Exhibit 8 Opinion of Shaw Pittman LLP


                        [LETTERHEAD OF SHAW PITTMAN LLP]


                                  July 25, 2003


Commercial Net Lease Realty, Inc.
450 South Orange Avenue
Suite 900
Orlando, Florida 32801

Ladies and Gentlemen:

        Commercial Net Lease Realty, Inc. (the "Company") has filed a
registration statement on Form S-3 (File No. 333-105635) (the "Registration
Statement"), with the Securities and Exchange Commission, which was declared
effective on June 5, 2003. In connection with the filing of a prospectus
supplement on July 25, 2003, you have asked us to render an opinion with respect
to the qualification of the Company as a real estate investment trust ("REIT")
under sections 856 through 860 of the Internal Revenue Code of 1986, as amended
(the "Code").

        We have served as special counsel for the Company in connection with the
filing of the prospectus and the prospectus supplement and from time to time in
the past have represented the Company on specific matters as requested by the
Company. Specifically for the purpose of this opinion, we have examined and
relied upon the following: copies of the Company's Articles of Incorporation and
any amendments thereto; the Registration Statement; the prospectus; the
prospectus supplement; copies of executed leases covering real property owned by
the Company; the Form 10-K filed on March 28, 2003; and the Company's Form S-11
Registration Statement as filed with the Securities and Exchange Commission on
August 15, 1984.

        We have not served as general counsel to the Company and have not been
involved in decisions regarding the day-to-day operation of the Company and its
properties.
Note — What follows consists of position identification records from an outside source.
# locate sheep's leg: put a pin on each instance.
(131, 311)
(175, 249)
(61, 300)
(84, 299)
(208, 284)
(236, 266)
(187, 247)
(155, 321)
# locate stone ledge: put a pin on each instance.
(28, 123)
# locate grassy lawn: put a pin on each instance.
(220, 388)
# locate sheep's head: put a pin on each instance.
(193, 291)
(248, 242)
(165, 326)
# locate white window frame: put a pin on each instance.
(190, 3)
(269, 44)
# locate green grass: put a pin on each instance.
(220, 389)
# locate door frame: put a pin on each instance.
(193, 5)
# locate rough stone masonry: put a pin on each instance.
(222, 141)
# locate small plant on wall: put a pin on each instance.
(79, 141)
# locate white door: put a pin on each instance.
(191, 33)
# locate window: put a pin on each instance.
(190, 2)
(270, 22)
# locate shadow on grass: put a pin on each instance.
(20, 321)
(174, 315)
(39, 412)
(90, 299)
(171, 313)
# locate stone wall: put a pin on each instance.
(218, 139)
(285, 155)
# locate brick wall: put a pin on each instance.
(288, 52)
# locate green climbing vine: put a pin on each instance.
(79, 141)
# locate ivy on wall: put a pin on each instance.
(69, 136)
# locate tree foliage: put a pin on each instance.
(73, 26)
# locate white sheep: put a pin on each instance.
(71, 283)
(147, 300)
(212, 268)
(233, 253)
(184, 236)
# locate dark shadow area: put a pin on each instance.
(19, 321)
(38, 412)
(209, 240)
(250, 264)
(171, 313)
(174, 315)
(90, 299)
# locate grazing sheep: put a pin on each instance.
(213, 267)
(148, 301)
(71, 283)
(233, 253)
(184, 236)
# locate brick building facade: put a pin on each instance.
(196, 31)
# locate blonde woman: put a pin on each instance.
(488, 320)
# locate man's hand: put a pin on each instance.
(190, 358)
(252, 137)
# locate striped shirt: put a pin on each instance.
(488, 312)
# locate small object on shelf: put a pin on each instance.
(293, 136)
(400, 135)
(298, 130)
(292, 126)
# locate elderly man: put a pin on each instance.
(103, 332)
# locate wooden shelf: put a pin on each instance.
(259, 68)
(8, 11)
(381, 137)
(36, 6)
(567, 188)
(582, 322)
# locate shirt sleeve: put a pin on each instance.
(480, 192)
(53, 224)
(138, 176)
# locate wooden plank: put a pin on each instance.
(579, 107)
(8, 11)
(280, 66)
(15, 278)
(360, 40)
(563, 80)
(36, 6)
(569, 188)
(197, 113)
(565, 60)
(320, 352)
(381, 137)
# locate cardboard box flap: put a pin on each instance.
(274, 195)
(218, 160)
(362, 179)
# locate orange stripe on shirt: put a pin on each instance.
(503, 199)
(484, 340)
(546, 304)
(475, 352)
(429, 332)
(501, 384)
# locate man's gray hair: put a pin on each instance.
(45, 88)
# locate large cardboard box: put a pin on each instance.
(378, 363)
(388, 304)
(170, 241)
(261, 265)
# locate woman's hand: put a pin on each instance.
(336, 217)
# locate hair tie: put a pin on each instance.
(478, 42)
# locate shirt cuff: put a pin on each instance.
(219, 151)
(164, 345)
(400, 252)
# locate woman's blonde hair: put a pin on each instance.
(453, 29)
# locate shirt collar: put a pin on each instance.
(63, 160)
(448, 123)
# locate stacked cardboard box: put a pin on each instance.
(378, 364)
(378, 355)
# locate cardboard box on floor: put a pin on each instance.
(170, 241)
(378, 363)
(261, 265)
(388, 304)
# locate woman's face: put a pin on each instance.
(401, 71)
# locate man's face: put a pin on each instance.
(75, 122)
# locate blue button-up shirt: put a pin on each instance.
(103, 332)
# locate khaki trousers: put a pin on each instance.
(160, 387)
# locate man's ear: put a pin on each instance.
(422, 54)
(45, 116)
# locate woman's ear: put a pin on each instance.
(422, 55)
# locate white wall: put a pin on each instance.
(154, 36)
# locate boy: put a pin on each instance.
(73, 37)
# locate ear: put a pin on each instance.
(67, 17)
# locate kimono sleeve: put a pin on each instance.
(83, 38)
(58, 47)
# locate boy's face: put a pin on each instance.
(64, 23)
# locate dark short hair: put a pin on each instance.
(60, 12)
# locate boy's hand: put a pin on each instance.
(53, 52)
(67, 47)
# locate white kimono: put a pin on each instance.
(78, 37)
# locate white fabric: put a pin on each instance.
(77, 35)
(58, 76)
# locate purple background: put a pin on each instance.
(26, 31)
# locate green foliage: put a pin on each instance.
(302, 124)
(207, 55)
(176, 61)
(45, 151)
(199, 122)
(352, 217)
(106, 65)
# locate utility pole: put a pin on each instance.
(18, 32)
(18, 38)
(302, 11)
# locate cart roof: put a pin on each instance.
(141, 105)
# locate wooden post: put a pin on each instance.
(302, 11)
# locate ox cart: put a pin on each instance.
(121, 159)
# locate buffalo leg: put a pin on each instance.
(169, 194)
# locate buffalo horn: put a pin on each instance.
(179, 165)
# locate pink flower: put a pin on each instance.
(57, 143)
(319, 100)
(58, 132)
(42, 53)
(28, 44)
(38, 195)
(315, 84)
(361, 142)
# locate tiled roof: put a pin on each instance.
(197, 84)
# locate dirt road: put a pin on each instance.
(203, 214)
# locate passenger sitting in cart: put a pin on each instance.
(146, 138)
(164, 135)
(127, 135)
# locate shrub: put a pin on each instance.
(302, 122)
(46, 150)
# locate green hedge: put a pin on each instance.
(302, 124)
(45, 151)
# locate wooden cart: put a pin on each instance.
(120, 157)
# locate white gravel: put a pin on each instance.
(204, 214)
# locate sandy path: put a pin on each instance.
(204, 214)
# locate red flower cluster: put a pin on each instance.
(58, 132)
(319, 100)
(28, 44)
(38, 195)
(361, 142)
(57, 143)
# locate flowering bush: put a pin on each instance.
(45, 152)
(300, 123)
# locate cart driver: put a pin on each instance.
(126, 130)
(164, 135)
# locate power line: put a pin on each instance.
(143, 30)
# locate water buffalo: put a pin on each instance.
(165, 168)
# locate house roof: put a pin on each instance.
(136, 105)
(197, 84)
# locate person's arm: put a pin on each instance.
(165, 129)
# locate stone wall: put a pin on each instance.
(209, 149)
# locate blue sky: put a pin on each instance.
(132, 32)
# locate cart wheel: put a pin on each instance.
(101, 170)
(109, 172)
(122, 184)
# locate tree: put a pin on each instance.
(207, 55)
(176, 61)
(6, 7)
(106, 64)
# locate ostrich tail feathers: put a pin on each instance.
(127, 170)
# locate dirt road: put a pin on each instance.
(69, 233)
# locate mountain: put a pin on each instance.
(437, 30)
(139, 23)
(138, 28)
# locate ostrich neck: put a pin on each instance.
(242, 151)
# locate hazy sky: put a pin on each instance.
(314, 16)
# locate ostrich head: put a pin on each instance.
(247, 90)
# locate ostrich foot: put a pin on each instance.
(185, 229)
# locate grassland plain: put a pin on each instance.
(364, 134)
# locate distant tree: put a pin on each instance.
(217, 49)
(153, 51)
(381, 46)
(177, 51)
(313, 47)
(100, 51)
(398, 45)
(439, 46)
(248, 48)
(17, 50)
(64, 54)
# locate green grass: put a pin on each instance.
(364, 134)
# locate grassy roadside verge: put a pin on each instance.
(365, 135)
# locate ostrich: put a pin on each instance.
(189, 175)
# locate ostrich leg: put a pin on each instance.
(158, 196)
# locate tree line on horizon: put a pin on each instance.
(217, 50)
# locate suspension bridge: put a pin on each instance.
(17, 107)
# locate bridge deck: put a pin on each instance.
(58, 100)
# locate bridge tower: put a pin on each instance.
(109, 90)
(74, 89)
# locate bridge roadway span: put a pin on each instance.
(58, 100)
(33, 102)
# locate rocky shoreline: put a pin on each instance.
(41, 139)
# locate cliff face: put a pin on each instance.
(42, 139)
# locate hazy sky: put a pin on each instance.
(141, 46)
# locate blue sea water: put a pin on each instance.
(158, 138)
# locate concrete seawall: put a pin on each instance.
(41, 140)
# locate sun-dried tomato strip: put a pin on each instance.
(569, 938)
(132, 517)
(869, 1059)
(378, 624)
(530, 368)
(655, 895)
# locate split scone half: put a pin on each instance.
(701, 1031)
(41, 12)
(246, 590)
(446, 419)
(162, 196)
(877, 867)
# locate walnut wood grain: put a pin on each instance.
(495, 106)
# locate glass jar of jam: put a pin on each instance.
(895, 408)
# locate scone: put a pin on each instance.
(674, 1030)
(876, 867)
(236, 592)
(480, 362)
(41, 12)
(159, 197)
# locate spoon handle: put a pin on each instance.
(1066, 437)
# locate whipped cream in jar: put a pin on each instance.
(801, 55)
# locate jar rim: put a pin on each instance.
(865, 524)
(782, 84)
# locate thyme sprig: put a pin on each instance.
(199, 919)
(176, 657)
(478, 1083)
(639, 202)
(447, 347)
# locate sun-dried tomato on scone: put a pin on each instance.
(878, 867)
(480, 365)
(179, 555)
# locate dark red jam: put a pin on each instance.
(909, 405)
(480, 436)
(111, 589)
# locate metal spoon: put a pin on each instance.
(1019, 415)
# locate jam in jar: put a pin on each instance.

We have, however, discussed the mode of operation of the Company
with its officers with a view to learning information relevant to the opinions
expressed herein and have received and relied upon a certificate from the
Company with respect to certain matters.

        We have discussed with management of the Company arrangements relating
to the management of its properties, the relationships of the Company with
tenants of such properties, and certain terms of leases of such properties to
tenants, with a view to assuring that (i) at the close of each quarter of the
taxable years covered by this opinion, it met the asset composition requirements
set forth in section 856(c)(4), (ii) with respect to years covered by this
opinion, it satisfied the 95% and 75% gross income tests set forth in sections
856(c)(2) and (3), respectively, and (iii) with respect to tax years prior to
1998, it satisfied the 30% gross income test. We have further reviewed with
management of the Company the requirements that the beneficial ownership of a
REIT be held by 100 or more persons for at least 335/365ths of each taxable year



Commercial Net Lease Realty, Inc.
July 25, 2003
Page 2


and that a REIT must satisfy the diversity of ownership requirements of section
856(h) as such requirements existed in the years covered by this opinion, and we
have been advised by management that at all times during the years covered by
this opinion (and specifically on each record date for the payment of dividends
during 1984 through the date hereof) the Company has had more than 1,000
shareholders of record, that the Company maintains the records required by
section 1.857-8 of the Treasury Regulations, that no later than January 30 of
each year it sent the demand required by section 1.857-8(d) of the Treasury
Regulations to each shareholder of record owning one percent or more of the
outstanding shares of the Company on the appropriate date required by said
regulation, and that the actual ownership of the Company shares was such that,
to the best knowledge of its management (based upon responses to the aforesaid
demands, any filing of a Schedule 13D under the Securities Exchange Act of 1934,
as amended, or any other sources of information), the Company satisfied the
applicable requirements of section 856(h). Further, we have examined various
property leases and lease supplements relating to the properties that the
Company owns, and although leases relating to certain properties that the
Company owns have not been made available to us, the Company has represented
with respect to such leases that they do conform in all material respects to a
form of lease agreement provided to us. On the basis of discussions with
management of the Company, we are not aware that the Company's election to be a
REIT has been terminated or challenged by the Internal Revenue Service or any
other party, or that the Company has revoked its election to be a REIT for any
such prior year so as to make the Company ineligible to qualify as a REIT for
the years covered by this opinion.

        In rendering the opinions set forth herein, we are assuming that copies
of documents examined by us are true copies of originals thereof and that the
information concerning the Company set forth in the Company's federal income tax
returns, and in the prospectus supplement, as well as the information provided
to us by the Company's management are true and correct. We have no reason to
believe that such assumptions are not warranted.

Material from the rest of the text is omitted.